Why is Pantomine trying to convert a Unicode representation to ASCII?  Just seems counter intuitive.  Shouldn't it try to convert to UTF-8 or UTF-16, instead?  As the method name suggests you may be loosing information when converting from UTF-7 to ASCII, and I can't see why Pantomine would want to do some like that.

I would bring this up with the GNUmail folks as a possible bug.

On Thu, Apr 12, 2012 at 2:16 PM, Fred Kiefer <fredkiefer@gmx.de> wrote:
On 12.04.2012 11:54, Riccardo Mottola wrote:
On 04/07/12 11:44, Wolfgang Lux wrote:
Fred Kiefer wrote:


For NSASCIIStringEncoding the code in GSFromUnicode() should never try
to use iconv. We have the conversion for this format hard coded.
Could you please add a breakpoint in this function and step through
it? I really would like to understand what goes on here.
The problem, as explained by the reference attached to Stefan's email,
is that NetBSD's iconv does not support the //TRANSLIT option that
GNUstep uses to implement lossy transformations (as you also can see
from the backtrace provided by Riccardo). I have no idea how we could
fix that in GNUstep, but on the other hand there is an easy solution
for Riccardo: Just install the gnu libiconv package on NetBSD and make
sure it gets used instead of the default one.

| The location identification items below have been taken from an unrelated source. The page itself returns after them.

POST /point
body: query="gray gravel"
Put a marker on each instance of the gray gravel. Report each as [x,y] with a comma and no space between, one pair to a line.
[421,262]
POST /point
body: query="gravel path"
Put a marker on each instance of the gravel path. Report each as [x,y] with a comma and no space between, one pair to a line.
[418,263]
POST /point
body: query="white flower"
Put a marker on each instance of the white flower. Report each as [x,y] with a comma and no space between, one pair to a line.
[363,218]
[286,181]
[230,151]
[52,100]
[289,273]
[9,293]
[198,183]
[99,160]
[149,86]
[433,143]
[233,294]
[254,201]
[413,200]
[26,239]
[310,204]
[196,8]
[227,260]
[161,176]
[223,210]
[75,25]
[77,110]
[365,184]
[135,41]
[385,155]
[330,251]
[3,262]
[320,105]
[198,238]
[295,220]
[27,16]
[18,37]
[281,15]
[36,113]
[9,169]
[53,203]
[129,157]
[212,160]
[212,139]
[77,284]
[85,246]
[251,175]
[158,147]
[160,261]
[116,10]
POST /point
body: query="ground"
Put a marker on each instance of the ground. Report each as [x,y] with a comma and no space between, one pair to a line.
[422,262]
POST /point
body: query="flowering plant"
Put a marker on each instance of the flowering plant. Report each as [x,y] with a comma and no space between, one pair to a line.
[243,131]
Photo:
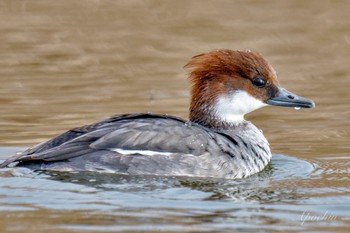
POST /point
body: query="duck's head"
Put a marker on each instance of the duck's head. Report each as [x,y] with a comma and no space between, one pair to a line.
[227,84]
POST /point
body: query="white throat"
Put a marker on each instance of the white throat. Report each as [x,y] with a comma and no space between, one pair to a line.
[232,108]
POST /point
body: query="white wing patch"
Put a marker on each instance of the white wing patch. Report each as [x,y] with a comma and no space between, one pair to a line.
[140,152]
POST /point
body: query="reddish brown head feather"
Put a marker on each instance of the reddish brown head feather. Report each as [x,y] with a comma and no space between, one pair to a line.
[222,71]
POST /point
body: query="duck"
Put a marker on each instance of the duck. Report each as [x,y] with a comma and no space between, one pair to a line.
[216,141]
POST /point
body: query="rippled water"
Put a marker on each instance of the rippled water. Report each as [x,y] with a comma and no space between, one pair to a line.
[68,63]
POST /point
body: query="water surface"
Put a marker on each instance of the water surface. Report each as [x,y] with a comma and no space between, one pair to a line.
[68,63]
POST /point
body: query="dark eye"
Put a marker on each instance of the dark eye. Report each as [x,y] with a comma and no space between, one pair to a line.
[259,81]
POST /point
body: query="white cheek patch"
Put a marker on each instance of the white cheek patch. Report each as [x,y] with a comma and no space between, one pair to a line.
[232,108]
[140,152]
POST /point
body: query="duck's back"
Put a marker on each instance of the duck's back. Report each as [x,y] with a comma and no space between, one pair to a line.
[152,144]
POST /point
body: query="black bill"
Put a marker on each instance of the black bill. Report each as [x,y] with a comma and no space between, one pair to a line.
[289,99]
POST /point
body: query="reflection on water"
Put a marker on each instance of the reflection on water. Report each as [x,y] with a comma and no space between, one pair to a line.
[68,63]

I tried to install the gnu libiconv and reconfigure base and now it
works without warnings.
Is this the only choice however?

No, I don't think so. But we should wait for Richard to decide whether the current code is a bug or not. We have conversion code for NSASCIIStringEncoding in place and should try to use that, when no iconv conversion is found.
The other chance you have is to modify the code in -[NSString(PantomimeStringExtensions) stringFromModifiedUTF7]. No idea why this is converting the hard coded strings in such a complicated way.